BookmarkSubscribeRSS Feed
🔒 This topic is solved and locked. Need further help from the community? Please sign in and ask a new question.
Saurabh291989
Calcite | Level 5

Hi!

 

I'm the new user of Base SAS Programming. 

I have got a stuck at a problem.

 

Question: Which Year Maximum standard deviation from the mean compared to the standard deviation from the mean whole dataset.

 

Note: This has to be done only using proc tabulate instead of using proc means, proc freq, proc sql or marco.

 

 

data xyz;

infile datalines missover turncate;

input year casualties @@;

datalines;

1980 1    1989 23

1981 3    1990 103

1985 45  1991 56

1980 85  1983 78

1989 23  1983 85

1990 21  1980 56

1984 22  1984 35

1989 56  1981 14

....

1985 26   1989 12

;

/* individual calculation */

proc tabulate data=xyz out=abc;

class year;

var casualties;

tables year, casualties*std;

run;

 

/* whole dataset calculation*/

proc tabulate data=xyz out=pqr;

var casualties;

tables  casualties*std;

run;

 

I don't know what to do next to compare these two datasets (abc or pqr) to get my final required output. I need your assistance.

1 ACCEPTED SOLUTION

Accepted Solutions
Cynthia_sas
SAS Super FREQ

Hi:

  Well, here's what TABULATE would give on a limited number of years:

tab_using_all_limited_years.png

 

The line with "All" above is the overall for these years. 2006 and 2009 and a few other years are higher than the overall number.  What would you envision as the FINAL report?

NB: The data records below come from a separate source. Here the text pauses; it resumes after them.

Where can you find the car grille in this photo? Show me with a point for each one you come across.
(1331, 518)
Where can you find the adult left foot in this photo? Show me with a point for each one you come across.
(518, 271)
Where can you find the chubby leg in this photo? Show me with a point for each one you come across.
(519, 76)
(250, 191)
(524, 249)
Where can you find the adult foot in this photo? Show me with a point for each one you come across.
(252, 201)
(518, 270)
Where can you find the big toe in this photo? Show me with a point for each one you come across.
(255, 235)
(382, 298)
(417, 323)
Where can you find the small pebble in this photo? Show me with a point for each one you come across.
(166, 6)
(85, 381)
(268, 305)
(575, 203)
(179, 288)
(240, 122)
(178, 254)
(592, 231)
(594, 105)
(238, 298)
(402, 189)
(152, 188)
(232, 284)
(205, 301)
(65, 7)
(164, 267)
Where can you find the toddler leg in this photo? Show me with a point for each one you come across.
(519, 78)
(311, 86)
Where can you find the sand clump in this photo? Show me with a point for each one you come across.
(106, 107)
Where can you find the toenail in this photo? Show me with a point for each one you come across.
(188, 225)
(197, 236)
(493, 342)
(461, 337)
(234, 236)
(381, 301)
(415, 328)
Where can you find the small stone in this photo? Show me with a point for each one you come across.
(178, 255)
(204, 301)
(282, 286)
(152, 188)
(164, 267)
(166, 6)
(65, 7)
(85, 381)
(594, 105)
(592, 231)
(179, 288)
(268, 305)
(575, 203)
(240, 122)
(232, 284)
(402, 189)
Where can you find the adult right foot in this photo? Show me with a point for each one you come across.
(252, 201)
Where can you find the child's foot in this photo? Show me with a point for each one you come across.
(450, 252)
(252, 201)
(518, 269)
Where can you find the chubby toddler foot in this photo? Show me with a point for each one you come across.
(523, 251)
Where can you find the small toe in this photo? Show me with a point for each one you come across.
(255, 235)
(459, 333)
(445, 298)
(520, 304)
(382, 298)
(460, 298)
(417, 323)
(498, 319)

I don't understand what you mean when you say you: "want a report that shows the comparison of each year std to the overall Std and also display the greater values in the output."

 

  What would your "comparison of each year to the overall" look like? Is there a formula, how would this look in a small table such as the one I show above, where you can see a few years and then see the overall. And, "display the greater values in the output" which greater values? Only show the highest std values?

 

Cynthia

View solution in original post

13 REPLIES 13
Cynthia_sas
SAS Super FREQ

Hi:

 I'm not sure you need 2 PROC TABULATE steps. You could just do this:

tables year all='Overall', casualties*std;

 

which would put the overall STD at the bottom of the rows for each year.

 

  But I don't understand what your desired output is. Do you want a report that shows the comparison of each year to the overall STD?

 

  Also, I would not expect that you get any output at all, because I would expect you are seeing this error message in the log:

ERROR 23-2: Invalid option name TURNCATE.

 

because "turncate" is not a valid option for the INFILE statement.

 

Cynthia

Saurabh291989
Calcite | Level 5
Hi Cynthia!



Yes,I want a report that shows the comparison of each year std to the overall Std and also display the greater values in the output. And Yes, you're right turncate option throw an error due to spell mistake.
Cynthia_sas
SAS Super FREQ

Hi:

  Well, here's what TABULATE would give on a limited number of years:

tab_using_all_limited_years.png

 

The line with "All" above is the overall for these years. 2006 and 2009 and a few other years are higher than the overall number.  What would you envision as the FINAL report? I don't understand what you mean when you say you: "want a report that shows the comparison of each year std to the overall Std and also display the greater values in the output."

 

  What would your "comparison of each year to the overall" look like? Is there a formula, how would this look in a small table such as the one I show above, where you can see a few years and then see the overall. And, "display the greater values in the output" which greater values? Only show the highest std values?

 

Cynthia

Saurabh291989
Calcite | Level 5

Yes, Only shows the highest std values with their respective year.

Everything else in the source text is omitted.